In this volume he turns his attention to tidal pools, those collections of sea water between the low and high tides.  He created three separate pools with pick-axe, crowbars, rocks and cement along the shore of a bay on the ocean between the Scottish mainland near Oban and the Island of Mull.  He used those pools as his ‘laboratory’ for observing how life can begin in new places.  He discovered how living things interact to create the interplay between flux and stillness that creates the ‘animation of life.’

The early chapters focus on the biology and ecology of these pools providing fascinating details on the lives of sandhoppers, prawns, winkles, crabs and anemones.  Who knew that crustaceans have a ‘vivid and layered self’.  Some of this was a bit much for me, but most of it was fascinating.  Nicolson then shifts his focus from the specific and tiny to the universal and infinite.  Chapters on the tides (created by changes in momentum of the earth’s solid features rather than the pull and push of the moon on the seas!), geology, the myths and beliefs of ancient people of the area, and finally two philosophers whose work led him to his final conclusions about life and nature—Herbert Spencer (1820-1903) and Martin Heidegger (1889-1976).

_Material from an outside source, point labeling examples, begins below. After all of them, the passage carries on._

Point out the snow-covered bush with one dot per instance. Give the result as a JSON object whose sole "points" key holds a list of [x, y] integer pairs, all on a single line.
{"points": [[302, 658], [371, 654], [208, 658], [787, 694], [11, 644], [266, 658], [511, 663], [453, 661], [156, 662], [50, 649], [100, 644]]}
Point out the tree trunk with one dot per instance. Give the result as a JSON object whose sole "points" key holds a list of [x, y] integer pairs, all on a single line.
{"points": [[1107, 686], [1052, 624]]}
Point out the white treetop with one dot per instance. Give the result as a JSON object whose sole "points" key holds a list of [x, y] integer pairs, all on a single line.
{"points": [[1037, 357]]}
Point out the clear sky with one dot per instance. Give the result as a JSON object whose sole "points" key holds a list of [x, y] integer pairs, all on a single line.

Spencer’s vision of ‘evolution towards perfection’ turned out to be a Victorian delusion while Heidegger’s ‘house of being’ depended on a view of the world as full of ‘contradictory simultaneities’ which emphasize the finitude of our human condition and our interdependence on all of the natural world.  That view, summarized in George Steiner’s 1978 book about Heidegger (sadly, a confirmed Nazi during and after WWII), took Nicolson back to his tide pools, created for no reason other than to ‘linger with being’ where life is brilliantly organized around competition and individual characteristics.  It is this interdependence of man on all of nature that is Nicolson’s main message—the tidal pool as symbol for man’s place on earth.

This is a strange but ultimately beautiful and important book.  It won’t appeal to everyone, but if you are interested in biology, ecology, and man’s place in the natural world, it’s a good one.